How does COVID-19 impact the Marketing Mix for Small and Medium-size Businesses?

COVID-19 is impacting customer demand one way or another in virtually every industry, which makes this a critical time to reassess your marketing mix and make necessary adjustments to your media spend. This should include an assessment of three areas related to media spend for your small to medium-sized business:

  1. Overall media spend
  2. Media spend by channel
  3. Media spend by geographic area

 

Overall Marketing Spend

For companies in those industries seeing a spike in demand due to COVID-19 (e.g. telemedicine, food delivery, eCommerce), now is an obvious time to increase overall media spend in an effort to gain market share. It is a great time to not only target existing customers that are purchasing more but also capture new customers just coming into the market. Your expected lifetime value of a customer should influence how much you are willing spend to acquire that new customer.

On the other hand, for industries seeing a decline in demand (e.g. retail stores, restaurants, dental offices), the question of whether or how much to reduce media spend becomes more difficult. With declining or in some cases no revenue (even for a short-term period), the initial reaction is to cut media spend, especially if you are laying off or furloughing employees. That said, now is also a time where you can build brand awareness more efficiently than usual due to reduced ad costs. Based on Wordstream’s Latest Google Ads Benchmark Data, several industries have seen significant reductions in cost per click (CPC) costs for search and display advertising on both Google and Bing. For example, restaurateurs are seeing well below average CPCs as they limit their services to take out and delivery. Additionally, Facebook CPMs are at an all-time low according to MediaDailyNews:

If you can have the financial means to continue investing in marketing, it will likely pay off once the pandemic passes since you are able to continue building brand awareness at significantly lower costs that usual.

Regardless of the industry, one area that warrants additional investment at this point is search engine optimization (SEO). With the ongoing disruptions in the marketplace, now is the perfect time to invest in improving your position on search engine results pages (SERP’s) against your competitors. Additionally, it is an excellent time to evaluate potential marketing technologies, such as email solutions (Mailchimp, Constant Contact), social media management applications (Hootsuite, SproutSocial), customer data platforms (Adobe, Redpoint Global), and marketing automation tools (Marketo, Eloqua).

 

Marketing Spend by Channel

Whether you decide to increase, decrease, or not change your overall marketing budget, it is important to assess whether you are optimizing spend across channels. This entails building a model that incorporates your historical results by channel (if available) with industry research on channel efficiency for each of your markets. One obvious challenge with this exercise is that channel efficiency is being greatly impacted with the onset of COVID-19. Therefore, you must take into account this impact as part of your channel assessment. For example, if your historical ROAS on paid search campaigns is 281%, paid social is 268%, and direct mail is 229%, these numbers may be dramatically different going forward. Different channels are becoming more effective as people spend more time in their houses. In addition, as mentioned above ad costs are changing significantly so it is important to assess these changes for your specific markets. For example, if your PPC costs per campaign have been cut by 40% while other channels remain the same, you will likely want to reallocate budget from paid social and direct mail to PPC.  Alternatively, as reported in a recent study from Mindshare, as the pandemic progresses stuck-at-home Americans are actually spending increasingly less time with friends and family, but their use of social media is expanding at an even higher rate. This may justify shifting additional dollars into your paid social campaigns. It all depends on what the data tells you!

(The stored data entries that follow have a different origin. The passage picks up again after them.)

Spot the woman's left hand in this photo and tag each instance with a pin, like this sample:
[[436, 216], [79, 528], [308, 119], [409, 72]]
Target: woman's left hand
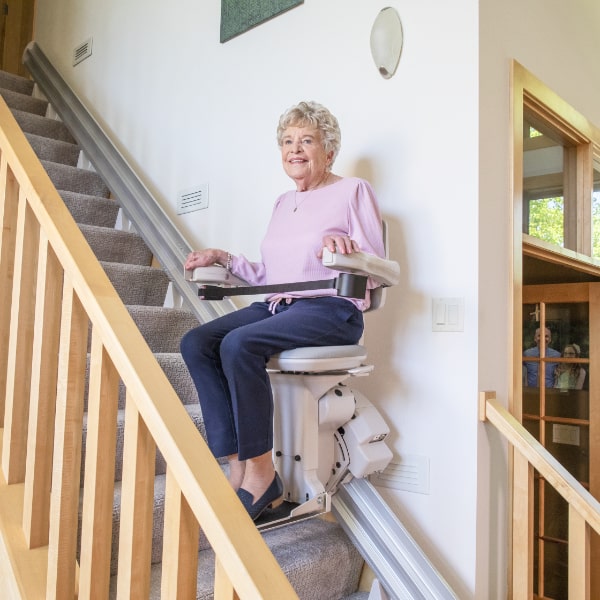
[[339, 243]]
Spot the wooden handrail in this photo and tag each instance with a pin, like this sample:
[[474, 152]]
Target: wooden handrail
[[54, 277], [584, 509]]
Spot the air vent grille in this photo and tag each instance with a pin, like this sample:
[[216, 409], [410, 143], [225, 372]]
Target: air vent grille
[[192, 199], [82, 51]]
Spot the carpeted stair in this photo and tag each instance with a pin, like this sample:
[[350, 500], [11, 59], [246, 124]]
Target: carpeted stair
[[317, 557]]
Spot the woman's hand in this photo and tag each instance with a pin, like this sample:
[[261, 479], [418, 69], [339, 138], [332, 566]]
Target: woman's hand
[[338, 243], [205, 258]]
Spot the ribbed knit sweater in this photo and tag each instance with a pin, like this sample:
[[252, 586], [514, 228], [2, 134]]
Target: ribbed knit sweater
[[294, 236]]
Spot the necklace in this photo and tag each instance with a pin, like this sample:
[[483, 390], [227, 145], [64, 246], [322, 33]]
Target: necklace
[[309, 192]]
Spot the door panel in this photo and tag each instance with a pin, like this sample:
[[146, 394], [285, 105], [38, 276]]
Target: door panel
[[559, 408]]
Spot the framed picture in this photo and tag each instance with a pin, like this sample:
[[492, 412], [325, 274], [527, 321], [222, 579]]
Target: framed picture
[[238, 16]]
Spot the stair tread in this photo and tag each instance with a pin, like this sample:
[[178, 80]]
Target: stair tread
[[24, 102], [53, 150], [43, 126], [115, 245], [16, 83]]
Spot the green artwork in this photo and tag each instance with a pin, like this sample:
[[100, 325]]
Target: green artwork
[[238, 16]]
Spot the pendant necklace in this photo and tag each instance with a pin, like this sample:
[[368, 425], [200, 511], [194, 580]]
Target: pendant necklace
[[309, 192]]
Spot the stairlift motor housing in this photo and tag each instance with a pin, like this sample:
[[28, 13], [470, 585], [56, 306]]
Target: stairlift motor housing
[[324, 432]]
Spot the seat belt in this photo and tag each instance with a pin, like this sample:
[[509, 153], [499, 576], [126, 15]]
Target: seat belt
[[347, 285]]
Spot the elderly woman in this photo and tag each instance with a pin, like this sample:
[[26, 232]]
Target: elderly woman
[[227, 357]]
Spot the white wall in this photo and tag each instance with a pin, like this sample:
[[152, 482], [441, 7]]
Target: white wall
[[186, 109]]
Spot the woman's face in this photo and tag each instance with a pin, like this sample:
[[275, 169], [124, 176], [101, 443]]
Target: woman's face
[[304, 158]]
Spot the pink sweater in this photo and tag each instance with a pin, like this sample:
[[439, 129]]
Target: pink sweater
[[294, 237]]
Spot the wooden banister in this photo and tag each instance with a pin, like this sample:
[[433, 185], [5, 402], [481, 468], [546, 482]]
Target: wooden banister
[[584, 509], [54, 277]]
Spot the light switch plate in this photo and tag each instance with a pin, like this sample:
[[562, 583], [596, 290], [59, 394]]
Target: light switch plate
[[448, 314]]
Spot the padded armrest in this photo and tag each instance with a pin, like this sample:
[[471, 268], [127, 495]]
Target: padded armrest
[[383, 271], [215, 275]]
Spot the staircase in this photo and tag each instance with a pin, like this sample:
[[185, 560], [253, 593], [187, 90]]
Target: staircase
[[316, 555]]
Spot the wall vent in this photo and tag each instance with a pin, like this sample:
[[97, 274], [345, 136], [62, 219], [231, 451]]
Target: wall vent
[[82, 51], [192, 199], [410, 473]]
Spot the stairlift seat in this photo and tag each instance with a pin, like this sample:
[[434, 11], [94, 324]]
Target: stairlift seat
[[317, 359]]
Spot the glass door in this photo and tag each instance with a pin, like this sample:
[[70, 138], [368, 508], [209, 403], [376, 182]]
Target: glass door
[[559, 410]]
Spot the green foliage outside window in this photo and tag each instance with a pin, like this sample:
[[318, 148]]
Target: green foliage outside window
[[546, 221]]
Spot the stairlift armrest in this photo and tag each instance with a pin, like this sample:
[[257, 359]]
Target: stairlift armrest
[[383, 271], [215, 275]]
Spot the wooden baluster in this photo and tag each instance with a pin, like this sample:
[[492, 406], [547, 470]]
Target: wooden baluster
[[180, 545], [64, 503], [579, 556], [98, 485], [20, 345], [8, 228], [223, 587], [137, 500], [522, 542], [40, 438]]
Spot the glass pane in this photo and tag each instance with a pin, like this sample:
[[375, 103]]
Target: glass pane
[[543, 188], [596, 213], [556, 514], [556, 582], [570, 445]]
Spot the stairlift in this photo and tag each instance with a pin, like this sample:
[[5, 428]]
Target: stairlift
[[325, 432]]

As we have incorporated into our standard methodology, you should also create and assess the efficiency curves for each marketing channel media when building your media mix model. These curves will provide insight into the optimal spend level for each channel in a given market. In other words, they identify which channel will drive the greatest return for your next $1 of incremental ad spend. The efficiency curves (illustrated below) help to derive your optimal channel mix based on expected return and budget considerations.

Media Spend by Geographic Area

The remaining factor to consider in your media spend assessment is the set of geographic areas where you sell your products and/or services. Since COVID-19 had a greater impact in certain markets (as seen by looking at interactive maps of case counts), different markets will return to “normal” at different paces. It is important to align your spend by market with the expected increases in consumer activity. It also may make sense to jumpstart your spend in certain markets by allocating a higher amount of spend early on as the pandemic passes, which will enable you to capture a higher percentage of new customers since many competitors will most likely ramp up spending more slowly.

 

There is no doubt that COVID-19 is dramatically impacting small to medium-sized businesses everywhere. Although it will take some time before customer demand returns to prior levels, we should continue to see improvements as the year goes on. In order to optimize your revenue as this occurs, now is a critical time to reassess & adjust your overall marketing spend, your mix by channel, and your spend by geographical area.